Some other aspects I thought note worthy, we’re the action and special effects. They looked both stylish and very cool, but like the tricks, when questioned, you don’t get an answer or possibility out of them. Some of the scenes were so out there that you just had to role with the punches this sequel preps over the initial movie. Don’t get me wrong, when the Horsemen did their acts and magic tricks, although they were legit magic at times, I had fun watching it occur (especially the card tricks). Where all these effects and magic seem to be headed is in the direction of a full out magical element underneath our known world. At this point, it seems like The Horsemen are actual magician sorcerers who can bend rules of reality. So if the likely third installment unveils the curtain and shows us the trick underneath completely and magically, I think they’d be accepted.
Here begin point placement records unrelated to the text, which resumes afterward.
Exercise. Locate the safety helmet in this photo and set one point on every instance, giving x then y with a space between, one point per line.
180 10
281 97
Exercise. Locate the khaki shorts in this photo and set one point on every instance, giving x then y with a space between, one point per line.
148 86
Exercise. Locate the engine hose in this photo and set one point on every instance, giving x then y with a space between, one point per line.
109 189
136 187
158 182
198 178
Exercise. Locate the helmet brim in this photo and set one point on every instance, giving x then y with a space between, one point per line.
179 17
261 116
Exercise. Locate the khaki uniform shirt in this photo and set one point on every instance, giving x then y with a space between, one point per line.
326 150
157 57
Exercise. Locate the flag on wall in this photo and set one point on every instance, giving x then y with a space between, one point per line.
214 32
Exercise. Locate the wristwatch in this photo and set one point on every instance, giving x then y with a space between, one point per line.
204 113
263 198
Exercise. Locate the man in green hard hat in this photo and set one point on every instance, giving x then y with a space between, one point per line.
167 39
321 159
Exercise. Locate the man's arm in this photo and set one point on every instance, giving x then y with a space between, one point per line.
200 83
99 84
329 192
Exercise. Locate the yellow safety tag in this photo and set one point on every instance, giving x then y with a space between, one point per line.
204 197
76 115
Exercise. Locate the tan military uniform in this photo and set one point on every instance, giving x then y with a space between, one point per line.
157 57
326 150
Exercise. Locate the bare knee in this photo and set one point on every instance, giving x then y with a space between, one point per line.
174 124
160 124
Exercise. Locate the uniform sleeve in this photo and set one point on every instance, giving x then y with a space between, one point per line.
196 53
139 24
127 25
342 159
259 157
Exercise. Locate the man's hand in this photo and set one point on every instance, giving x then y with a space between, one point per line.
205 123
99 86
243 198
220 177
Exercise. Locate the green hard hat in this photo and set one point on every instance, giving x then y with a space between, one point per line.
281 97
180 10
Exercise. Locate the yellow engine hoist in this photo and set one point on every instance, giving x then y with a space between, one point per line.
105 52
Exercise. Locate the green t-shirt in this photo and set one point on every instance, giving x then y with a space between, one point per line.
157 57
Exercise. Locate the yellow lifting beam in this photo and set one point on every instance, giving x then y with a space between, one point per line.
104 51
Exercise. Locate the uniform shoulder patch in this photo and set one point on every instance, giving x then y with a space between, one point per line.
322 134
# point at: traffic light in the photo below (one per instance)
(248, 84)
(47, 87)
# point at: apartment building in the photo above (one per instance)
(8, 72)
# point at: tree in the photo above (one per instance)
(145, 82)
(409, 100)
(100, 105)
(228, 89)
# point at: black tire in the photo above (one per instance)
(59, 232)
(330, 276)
Continuing along the path of saying they are merely illusions is not going to cut it anymore. Just go ahead and bring us the real magic, and hell, a evil sorcerer villain. It’ll be perfectly acceptable, as Dr. Strange is going to bring us back to some magicians on screen.

Overall, I had a good time with this lengthy magician comedy heist. I definetly think it is worth a watch, preferably after you watch the first movie. There are elements carried over from the first movie, but nothing that will leave you in the blind from not seeing it. Of course, you will miss the inside jokes, group mentality, and big plot twist by not seeing the first, but it is not mandatory. I’d say that Now You See Me 2 fits into the universe of the very style over logical substance of the latter Fast and the Furious. Once again, where the first movie actually allowed us to wonder and believe soon of the tricks were real, the sequel blows out all the windows and settles for anything is possible, nothing needs to be explained. With all that said, it is exciting, fun, Las Vegas cool, and has a very likeable group of characters.